Daniel Byman is Assistant Professor in the Security Program of the Edmund A. Walsh School of Foreign Service at Georgetown University. He has published widely on issues related to terrorism, Middle East politics, and national security. He is also a non-resident Senior Fellow at the Saban Center for Middle East Policy at the Brookings Institution and has served on the staff of the "9/11 Commission," among other positions. He is the author of The Dynamics of Coercion: American Foreign Policy and the Limits of Military Might (2002), and Keeping the Peace: Lasting Solutions to Ethnic Conflicts (2002).

Kenneth M. Pollack wrote this book as Olin Senior Fellow and Director of National Security Studies for the Council on Foreign Relations.

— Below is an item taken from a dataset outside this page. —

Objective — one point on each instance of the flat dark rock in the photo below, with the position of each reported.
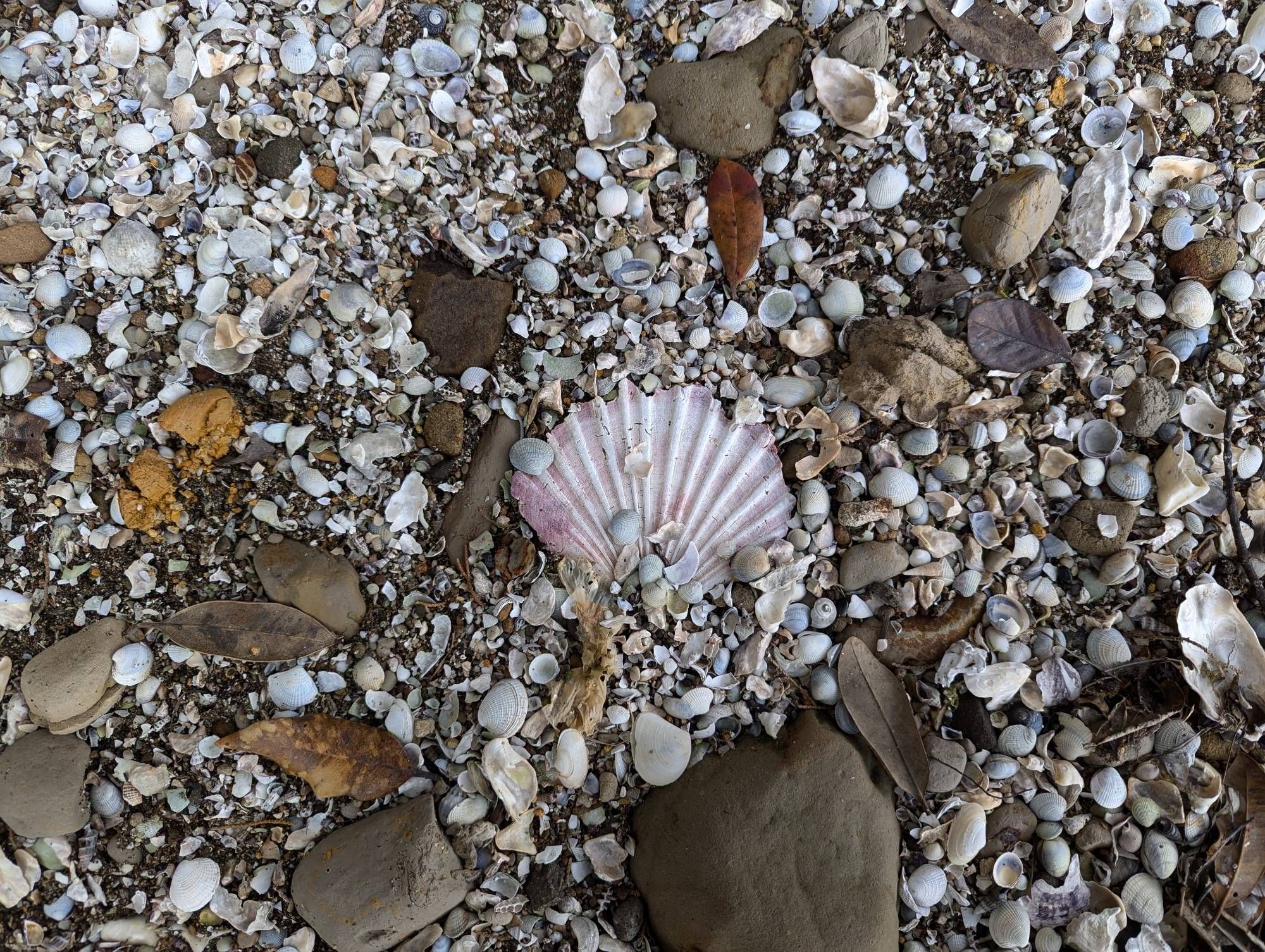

From 1995 to 1996 and from 1999 to 2001, he served as director for Gulf affairs at the National Security Council, where he was the principal working-level official responsible for implementation of U.S. policy toward Iraq. Prior to his time in the Clinton administration, he spent seven years in the CIA as a Persian Gulf military analyst. He is also the author of Arabs at War: Military Effectiveness, 1948 1991. He is a graduate of Yale University and received a Ph.D. in political science from the Massachusetts Institute of Technology. He lives in Washington, D.C., with his wife and is director of research at the Saban Center for Middle East Policy at the Brookings Institution.